Mais quand la dimension réagit en retour, par une sorte de contre-invasion, à cet empiétement mental du protagoniste sur son espace, la fenêtre devient pour ce dernier l'ultime moyen pour fuir, donc pour s'échapper symboliquement de son idée fixe (ce motif est bien trop récurrent pour être un pur hasard) :

– "Je m'arrachai de mon lit en criant, et secoué par un frisson fiévreux, je sautai par la fenêtre et me retrouvai dans la rue." ("La Chambre grise", page 55)

– "En un réflexe désespéré, il se précipita par la fenêtre pour sauter par celle-ci." ("Le Domaine", page 69)

– "Titubant, il courut à la fenêtre et l'ouvrit ; par le bas entra la rafale glaciale d'une matinée d'hiver, qui le frappa au visage ; par le haut s'échappa de la pièce le filet étroit d'un gaz mortel..." ("La Fumée", page 84)

– "Il se mit soudain à se diriger vers la fenêtre ouverte, d'un pas mécanique comme un automate..." ("La Voie de garage", page 118)


Evidemment (à part sans doute dans les nouvelles "La Fumée" et "Le Tarsier blanc"), ce que le "héros" grabinskien trouve dans la dimension derrière la fenêtre, "ce monde caché et invisible aux autres" ("La Vengeance des élémentaires", page 152), n'est autre, au bout du compte, que lui-même – les textes de Grabinski vérifient ainsi une des lois fondamentales du fantastique suivant Joël Malrieu (le plus grand théoricien du genre, rappelons-le), à savoir que le phénomène est toujours un reflet du personnage.


La nouvelle où cette idée est la plus évidente est précisément celle que Stanislaw Lem considérait (non sans raison) comme son chef d'oeuvre, "La Maîtresse de Szamota", un texte que selon moi l'on apprécie d'autant plus qu'on en connaît l'origine : La Morte amoureuse, le chef d'oeuvre de Théophile Gautier suivant Baudelaire (la scène de la piqûre suffirait sans doute à elle seule à signer la filiation, quoique Grabinski, à mon avis, s'inspire aussi d'Arria Marcella, dont il retient entre autre l'idée de faire du fantastique en plein soleil, mais aussi, probablement, d'Omphale, la tapisserie devenant ici une "portière").

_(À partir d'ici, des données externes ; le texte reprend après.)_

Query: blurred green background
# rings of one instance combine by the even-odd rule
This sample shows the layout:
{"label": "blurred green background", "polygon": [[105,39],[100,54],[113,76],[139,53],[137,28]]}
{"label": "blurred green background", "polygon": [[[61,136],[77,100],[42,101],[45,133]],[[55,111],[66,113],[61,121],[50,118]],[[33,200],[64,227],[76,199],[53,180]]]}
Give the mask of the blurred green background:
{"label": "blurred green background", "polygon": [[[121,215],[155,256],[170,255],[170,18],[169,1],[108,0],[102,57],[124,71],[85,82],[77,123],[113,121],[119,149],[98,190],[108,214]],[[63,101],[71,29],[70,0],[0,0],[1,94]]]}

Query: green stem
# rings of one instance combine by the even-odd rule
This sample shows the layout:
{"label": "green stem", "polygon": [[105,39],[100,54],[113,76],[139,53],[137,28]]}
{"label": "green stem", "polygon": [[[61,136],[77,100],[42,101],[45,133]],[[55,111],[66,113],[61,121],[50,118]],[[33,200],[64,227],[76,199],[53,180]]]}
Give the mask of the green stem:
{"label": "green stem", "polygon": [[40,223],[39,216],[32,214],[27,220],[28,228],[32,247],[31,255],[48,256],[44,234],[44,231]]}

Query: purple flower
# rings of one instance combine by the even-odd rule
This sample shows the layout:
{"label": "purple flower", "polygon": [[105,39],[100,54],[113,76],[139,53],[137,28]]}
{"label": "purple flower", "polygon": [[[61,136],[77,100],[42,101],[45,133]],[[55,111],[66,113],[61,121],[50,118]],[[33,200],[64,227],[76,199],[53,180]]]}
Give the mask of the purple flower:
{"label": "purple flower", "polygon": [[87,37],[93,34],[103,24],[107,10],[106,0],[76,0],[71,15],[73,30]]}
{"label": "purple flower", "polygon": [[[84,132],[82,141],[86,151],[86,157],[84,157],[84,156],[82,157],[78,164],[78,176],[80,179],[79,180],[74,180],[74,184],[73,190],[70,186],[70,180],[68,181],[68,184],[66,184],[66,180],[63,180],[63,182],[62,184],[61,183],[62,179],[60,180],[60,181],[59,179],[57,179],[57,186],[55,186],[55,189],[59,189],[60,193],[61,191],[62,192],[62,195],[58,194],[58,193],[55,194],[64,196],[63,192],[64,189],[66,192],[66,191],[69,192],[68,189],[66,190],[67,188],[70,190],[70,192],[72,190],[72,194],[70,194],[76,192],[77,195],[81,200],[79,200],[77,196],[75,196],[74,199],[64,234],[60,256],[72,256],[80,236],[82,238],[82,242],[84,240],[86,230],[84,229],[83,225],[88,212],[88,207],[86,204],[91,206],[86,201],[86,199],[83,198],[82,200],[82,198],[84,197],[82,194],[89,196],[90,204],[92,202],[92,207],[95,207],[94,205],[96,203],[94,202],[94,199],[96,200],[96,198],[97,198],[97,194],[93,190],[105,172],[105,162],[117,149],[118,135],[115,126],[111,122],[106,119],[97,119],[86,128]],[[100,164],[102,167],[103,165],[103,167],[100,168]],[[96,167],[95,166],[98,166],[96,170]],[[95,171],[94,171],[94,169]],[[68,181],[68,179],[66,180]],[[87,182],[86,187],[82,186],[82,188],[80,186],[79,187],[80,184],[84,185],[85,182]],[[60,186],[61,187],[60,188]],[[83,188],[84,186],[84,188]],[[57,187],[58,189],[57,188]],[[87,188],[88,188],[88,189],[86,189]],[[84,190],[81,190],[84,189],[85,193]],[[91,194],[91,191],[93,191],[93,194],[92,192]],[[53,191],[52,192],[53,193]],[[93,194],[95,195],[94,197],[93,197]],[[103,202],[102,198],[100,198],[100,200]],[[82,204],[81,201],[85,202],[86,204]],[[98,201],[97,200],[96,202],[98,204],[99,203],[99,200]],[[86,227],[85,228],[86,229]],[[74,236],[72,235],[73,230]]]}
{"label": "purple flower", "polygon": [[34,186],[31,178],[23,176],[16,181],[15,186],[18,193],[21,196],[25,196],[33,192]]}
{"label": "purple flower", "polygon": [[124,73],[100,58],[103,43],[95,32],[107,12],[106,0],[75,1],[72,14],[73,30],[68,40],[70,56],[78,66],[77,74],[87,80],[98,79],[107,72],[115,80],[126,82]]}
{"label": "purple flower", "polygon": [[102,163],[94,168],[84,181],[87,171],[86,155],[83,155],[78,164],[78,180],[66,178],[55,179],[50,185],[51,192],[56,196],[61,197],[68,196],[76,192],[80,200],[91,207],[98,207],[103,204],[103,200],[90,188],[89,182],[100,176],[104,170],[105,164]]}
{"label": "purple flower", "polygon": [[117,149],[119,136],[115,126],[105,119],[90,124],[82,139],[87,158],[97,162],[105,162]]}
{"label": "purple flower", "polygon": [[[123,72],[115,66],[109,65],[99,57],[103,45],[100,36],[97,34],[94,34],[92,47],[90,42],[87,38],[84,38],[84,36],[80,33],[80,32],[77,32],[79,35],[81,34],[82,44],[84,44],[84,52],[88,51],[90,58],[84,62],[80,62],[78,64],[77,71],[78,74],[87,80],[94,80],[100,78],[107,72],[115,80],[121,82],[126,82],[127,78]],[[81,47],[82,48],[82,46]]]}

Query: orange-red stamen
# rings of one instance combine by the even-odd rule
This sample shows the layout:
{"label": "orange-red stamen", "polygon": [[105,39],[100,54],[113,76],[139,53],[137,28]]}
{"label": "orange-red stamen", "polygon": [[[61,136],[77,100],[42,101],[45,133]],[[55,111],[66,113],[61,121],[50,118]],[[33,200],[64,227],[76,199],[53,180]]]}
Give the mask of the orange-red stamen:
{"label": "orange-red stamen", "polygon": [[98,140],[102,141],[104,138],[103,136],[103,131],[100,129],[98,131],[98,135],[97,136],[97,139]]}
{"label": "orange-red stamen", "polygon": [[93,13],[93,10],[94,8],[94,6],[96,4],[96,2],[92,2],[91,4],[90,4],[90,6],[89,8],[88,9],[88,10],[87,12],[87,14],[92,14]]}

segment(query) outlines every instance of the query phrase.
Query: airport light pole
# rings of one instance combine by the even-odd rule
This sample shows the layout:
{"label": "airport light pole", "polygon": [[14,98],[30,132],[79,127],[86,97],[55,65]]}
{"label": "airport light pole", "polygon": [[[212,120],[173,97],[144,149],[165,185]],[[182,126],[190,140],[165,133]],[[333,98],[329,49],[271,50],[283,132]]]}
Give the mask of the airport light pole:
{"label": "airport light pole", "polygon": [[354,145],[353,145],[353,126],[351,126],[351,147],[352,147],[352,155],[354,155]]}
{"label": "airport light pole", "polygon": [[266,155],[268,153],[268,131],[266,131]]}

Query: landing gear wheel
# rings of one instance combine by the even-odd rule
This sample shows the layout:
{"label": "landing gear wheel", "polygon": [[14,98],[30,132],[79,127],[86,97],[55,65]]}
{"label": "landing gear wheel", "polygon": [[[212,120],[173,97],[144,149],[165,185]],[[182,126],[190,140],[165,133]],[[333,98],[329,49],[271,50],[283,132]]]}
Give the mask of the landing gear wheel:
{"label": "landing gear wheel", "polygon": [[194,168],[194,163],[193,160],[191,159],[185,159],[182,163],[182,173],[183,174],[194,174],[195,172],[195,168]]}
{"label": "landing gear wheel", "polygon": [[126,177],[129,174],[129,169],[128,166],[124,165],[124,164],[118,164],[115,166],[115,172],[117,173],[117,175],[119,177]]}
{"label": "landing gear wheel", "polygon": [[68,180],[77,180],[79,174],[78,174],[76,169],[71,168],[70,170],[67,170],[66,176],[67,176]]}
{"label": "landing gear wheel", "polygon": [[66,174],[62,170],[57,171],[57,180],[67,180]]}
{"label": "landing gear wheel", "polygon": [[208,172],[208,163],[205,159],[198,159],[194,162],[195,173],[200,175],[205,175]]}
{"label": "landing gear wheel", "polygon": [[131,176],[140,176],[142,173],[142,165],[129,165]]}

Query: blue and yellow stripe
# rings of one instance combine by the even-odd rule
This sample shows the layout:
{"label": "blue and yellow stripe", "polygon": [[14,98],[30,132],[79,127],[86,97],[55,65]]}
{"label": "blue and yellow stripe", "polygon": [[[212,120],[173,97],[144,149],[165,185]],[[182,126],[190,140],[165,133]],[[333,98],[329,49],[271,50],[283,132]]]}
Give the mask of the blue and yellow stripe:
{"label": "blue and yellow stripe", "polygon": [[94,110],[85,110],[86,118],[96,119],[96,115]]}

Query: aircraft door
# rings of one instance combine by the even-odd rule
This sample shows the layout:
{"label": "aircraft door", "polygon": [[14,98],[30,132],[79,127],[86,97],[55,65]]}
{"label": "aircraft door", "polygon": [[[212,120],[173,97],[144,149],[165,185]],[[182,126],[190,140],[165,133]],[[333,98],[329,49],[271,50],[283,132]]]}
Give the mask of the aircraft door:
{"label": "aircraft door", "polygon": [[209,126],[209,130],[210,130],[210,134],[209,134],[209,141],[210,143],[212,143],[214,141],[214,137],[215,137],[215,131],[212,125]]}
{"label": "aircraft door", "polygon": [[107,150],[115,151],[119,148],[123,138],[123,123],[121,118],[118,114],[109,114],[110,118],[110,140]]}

La comparaison entre les deux textes est également instructive quant à l'intériorisation du fantastique menée par Grabinski : chez Gautier, la thématique de la frustration est encore traitée – brillamment certes – sous l'angle de la tentation ; et la fin de la relation (comme d'ailleurs dans Arria Marcella ou Omphale) est dûe à une force extérieure, symbolisant la morale de la société – là où Grabinski livre au contraire une brillante analyse psychologique de la façon dont l'idéal amoureux s'épuise dans la consommation sexuelle (page 142) :

"Plusieurs fois déjà, j'avais constaté à ma désagréable surprise que ses bras et sa poitrine, encore fermes et souples il y a peu, semblaient maintenant s'être ramollis."


L'homme est l'artisan de son propre malheur, en raison notamment de son incapacité foncière à trouver un équilibre entre ange et bête : telle serait selon moi la morale pascalienne du fantastique grabinskien – qu'on pourrait donc décrire de la même manière que celui du "héros" écrivain dans "Le Domaine" (page 61) :

"Quelque chose demeurait dans ces oeuvres courtes et compacts comme un projectile, quelque chose rivait l'attention, entravait l'âme ; une suggestion profonde se dégageait de ces raccourcis incisifs, écrits dans un style en apparence froid, prétendument synthétique, savant, sous lequel palpitait l'ardeur d'un frénétique."